New NSA reports show spy agency routinely collected intel on Americans

New NSA reports show spy agency routinely collected intel on Americans

Hundreds of pages of reports previously classified top-secret were released by the National Security Agency on Christmas Eve. They reveal dozens of instances of the NSA unlawfully spying on United States citizens over the last decade.

The cache of files — a collection of quarterly and annual reports sent from the NSA’s inspector general to the president’s Intelligence Oversight Board dating back to 2001— were published on Wednesday this week, pursuant to a lawsuit filed by the American Civil Liberties Union that has compelled the agency to provide public copies, albeit highly redacted ones, of the IG’s past findings.

A cursory glance though the documents shows NSA analysts wrongfully targeted US citizens for surveillance many times a year, and regularly collected signals intelligence, or SIGINT, on innocent Americans.

One document [PDF], a quarterly report compiled for the president’s Intelligence Oversight Board in early 2012, reveals that an NSA agent even routinely spied on her spouse for upwards of three years.

“In an interview,” the report reads in part, “…the analyst reported that, during the past two or three years, she had searched her spouse’s personal telephone directory without his knowledge to obtain names and telephone numbers for targeting.”

“Although the investigation is ongoing, the analyst has been advised to cease her activities,” the report continues.

Wednesday’s document dump was first spotted by Bloomberg News’ David Lerman, who wrote that the data suggests the NSA has violated either federal law or US policy for more than a decade.

“Because of the extensive redactions, the publicly available documents don’t make clear how many violations occurred and how many were unlawful. While the reports contain no names or details of specific cases, they show how intelligence analysts sometimes have violated policy to conduct unauthorized surveillance work,” Lerman wrote.

According to the information in the unredacted documents, human error, software flaws and ill-trained agents have all been blamed for policy breaches, in which American citizens were illegally subjected to NSA surveillance.
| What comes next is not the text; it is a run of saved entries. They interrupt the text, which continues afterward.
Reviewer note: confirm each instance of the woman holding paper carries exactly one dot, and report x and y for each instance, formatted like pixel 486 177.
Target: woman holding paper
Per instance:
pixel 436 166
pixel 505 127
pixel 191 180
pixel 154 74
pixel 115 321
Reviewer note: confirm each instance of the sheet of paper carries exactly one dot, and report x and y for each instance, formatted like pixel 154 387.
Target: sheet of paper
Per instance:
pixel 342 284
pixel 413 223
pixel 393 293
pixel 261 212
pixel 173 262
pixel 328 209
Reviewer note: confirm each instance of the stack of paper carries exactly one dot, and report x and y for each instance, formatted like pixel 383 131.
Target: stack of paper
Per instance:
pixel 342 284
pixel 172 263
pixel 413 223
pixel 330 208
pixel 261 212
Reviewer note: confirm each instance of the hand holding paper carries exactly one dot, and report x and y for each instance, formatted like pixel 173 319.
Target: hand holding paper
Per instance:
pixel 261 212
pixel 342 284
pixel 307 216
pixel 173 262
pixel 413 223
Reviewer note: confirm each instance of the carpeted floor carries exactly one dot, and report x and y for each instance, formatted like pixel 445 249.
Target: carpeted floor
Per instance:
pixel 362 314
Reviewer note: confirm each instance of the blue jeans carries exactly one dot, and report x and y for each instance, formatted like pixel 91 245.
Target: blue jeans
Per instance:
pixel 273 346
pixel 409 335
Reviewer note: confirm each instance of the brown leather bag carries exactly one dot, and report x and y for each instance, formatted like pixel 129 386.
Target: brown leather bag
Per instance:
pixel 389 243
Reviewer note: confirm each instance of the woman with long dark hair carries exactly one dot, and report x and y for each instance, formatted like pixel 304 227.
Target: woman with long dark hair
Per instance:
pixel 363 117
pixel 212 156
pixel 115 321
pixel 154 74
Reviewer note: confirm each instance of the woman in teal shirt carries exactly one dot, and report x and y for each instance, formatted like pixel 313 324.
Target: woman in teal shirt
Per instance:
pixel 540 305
These programs aimed to put foreigners’ internet records and phone logs in the hands of US intelligence for counterintelligence.
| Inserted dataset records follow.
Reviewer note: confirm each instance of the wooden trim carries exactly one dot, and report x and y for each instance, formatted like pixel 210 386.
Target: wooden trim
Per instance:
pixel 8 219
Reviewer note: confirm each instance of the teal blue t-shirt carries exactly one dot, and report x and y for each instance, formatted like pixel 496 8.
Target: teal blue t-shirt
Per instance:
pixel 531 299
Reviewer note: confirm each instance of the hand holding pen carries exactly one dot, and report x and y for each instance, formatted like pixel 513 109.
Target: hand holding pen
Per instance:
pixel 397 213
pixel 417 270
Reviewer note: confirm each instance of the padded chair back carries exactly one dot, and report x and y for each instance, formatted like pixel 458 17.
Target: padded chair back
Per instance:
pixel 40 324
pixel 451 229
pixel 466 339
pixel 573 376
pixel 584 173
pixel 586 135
“NSA goes to great lengths to ensure compliance with the Constitution, laws and regulations,” the agency said in a statement accompanying Wednesday’s release. “As conveyed in the released materials, an array of technical and human-based checks attempt to identify and correct errors, some amount of which occur naturally in any large, complex system. Nevertheless, as the IOB reports make clear, NSA takes even unintentional errors seriously and institutes corrective action, typically involving at a minimum a combination of training and technical measures designed to prevent recurrences. Data incorrectly acquired is almost always deleted, referred to as the ‘purge’ process.”

The hundreds of pages published this week reveal that, in instances where the NSA admitted to wrongfully targeting US persons, data was destroyed. On some occasions, however, the issues at hand involved the dissemination of wrongfully collected material by and to persons unauthorized to access that information.

The reports show “how the NSA has misused the information it collects [sic] over the past decade,” Patrick Toomey, a staff attorney with the ACLU’s National Security Project, told the Wall Street Journal, and “…show an urgent need for greater oversight by all three branches of government.”